La petición «Señor, danos siempre de este pan» está poniendo de manifiesto, por otra parte, que el camino de acercamiento de Dios hacia el hombre se corresponde con los anhelos más profundos de este. Si más adelante Juan hará referencia a «el que come mi carne y bebe mi sangre», como destinatario de la vida eterna, en el pasaje de este domingo alude a «el que viene a mí» y «el que cree en mí». De este modo, no puede separarse nunca comer el Pan de vida de creer a Jesús como Pan de vida. En definitiva, estamos ante un texto modelo para comprender no solo la importancia del sacramento de la Eucaristía, sino también la relación necesaria entre la Eucaristía y los demás sacramentos, de una parte, y la experiencia de fe, por otro lado.

18º domingo del tiempo ordinario / Evangelio: Juan 6, 24-35

En aquel tiempo, cuando la gente vio que ni Jesús ni sus discípulos estaban allí, se embarcaron y fueron a Cafarnaún en busca de Jesús.

Al encontrarlo en la otra orilla del lago, le preguntaron: «Maestro, ¿cuándo has venido aquí?». Jesús les contestó: «En verdad, en verdad os digo: me buscáis no porque habéis visto signos, sino porque comisteis pan hasta saciaros.

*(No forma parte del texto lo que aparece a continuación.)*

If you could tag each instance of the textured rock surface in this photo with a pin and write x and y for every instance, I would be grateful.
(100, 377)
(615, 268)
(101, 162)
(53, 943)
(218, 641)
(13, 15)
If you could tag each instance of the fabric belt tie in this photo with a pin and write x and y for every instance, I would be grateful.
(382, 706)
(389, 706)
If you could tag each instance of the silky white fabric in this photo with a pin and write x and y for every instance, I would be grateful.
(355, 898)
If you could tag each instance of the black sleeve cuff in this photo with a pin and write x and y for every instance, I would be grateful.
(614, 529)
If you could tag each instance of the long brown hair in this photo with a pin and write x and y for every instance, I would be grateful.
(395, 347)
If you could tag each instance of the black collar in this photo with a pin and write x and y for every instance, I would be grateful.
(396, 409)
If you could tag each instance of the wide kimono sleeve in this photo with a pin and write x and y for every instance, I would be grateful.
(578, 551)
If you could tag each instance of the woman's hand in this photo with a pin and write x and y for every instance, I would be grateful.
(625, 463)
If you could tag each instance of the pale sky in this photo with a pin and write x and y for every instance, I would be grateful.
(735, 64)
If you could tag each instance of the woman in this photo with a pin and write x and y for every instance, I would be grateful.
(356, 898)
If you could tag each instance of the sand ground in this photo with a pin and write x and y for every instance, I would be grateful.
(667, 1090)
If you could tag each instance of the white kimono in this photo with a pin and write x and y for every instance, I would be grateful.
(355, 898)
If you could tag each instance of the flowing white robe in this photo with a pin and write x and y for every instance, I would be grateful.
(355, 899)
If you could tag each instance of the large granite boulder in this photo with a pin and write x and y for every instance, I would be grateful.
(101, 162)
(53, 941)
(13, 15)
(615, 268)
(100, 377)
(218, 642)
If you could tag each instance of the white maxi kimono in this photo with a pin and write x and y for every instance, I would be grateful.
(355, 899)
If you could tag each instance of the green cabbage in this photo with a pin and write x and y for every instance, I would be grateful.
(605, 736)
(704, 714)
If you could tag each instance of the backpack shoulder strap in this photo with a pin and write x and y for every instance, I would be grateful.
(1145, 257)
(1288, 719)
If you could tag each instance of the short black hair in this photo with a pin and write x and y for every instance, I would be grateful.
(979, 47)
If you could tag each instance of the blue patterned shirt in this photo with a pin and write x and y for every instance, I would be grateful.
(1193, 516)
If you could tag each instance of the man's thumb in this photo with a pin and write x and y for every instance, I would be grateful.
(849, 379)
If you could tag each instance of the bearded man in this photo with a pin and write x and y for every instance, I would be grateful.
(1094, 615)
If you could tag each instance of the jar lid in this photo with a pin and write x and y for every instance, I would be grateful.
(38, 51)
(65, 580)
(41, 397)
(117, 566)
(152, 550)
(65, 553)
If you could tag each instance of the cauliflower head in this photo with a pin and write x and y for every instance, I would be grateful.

Trabajad, no por el alimento que perece, sino por el alimento que perdura para la vida eterna, el que os dará el Hijo del hombre; pues a este lo ha sellado el Padre, Dios». Ellos le preguntaron: «Y, ¿qué tenemos que hacer para realizar las obras de Dios?». Respondió Jesús: «La obra de Dios es esta: que creáis en el que Él ha enviado». Le replicaron: «¿Y qué signo haces tú, para que veamos y creamos en ti? ¿Cuál es tu obra? Nuestros padres comieron el maná en el desierto, como está escrito: “Pan del cielo les dio a comer”». Jesús les replicó: «En verdad, en verdad os digo: no fue Moisés quien os dio pan del cielo, sino que es mi Padre el que os da el verdadero pan del cielo. Porque el pan de Dios es el que baja del cielo y da vida al mundo».

Entonces le dijeron: «Señor, danos siempre de este pan».

Jesús les contestó: «Yo soy el pan de vida. El que viene a mí no tendrá hambre, y el que cree en mí no tendrá sed jamás».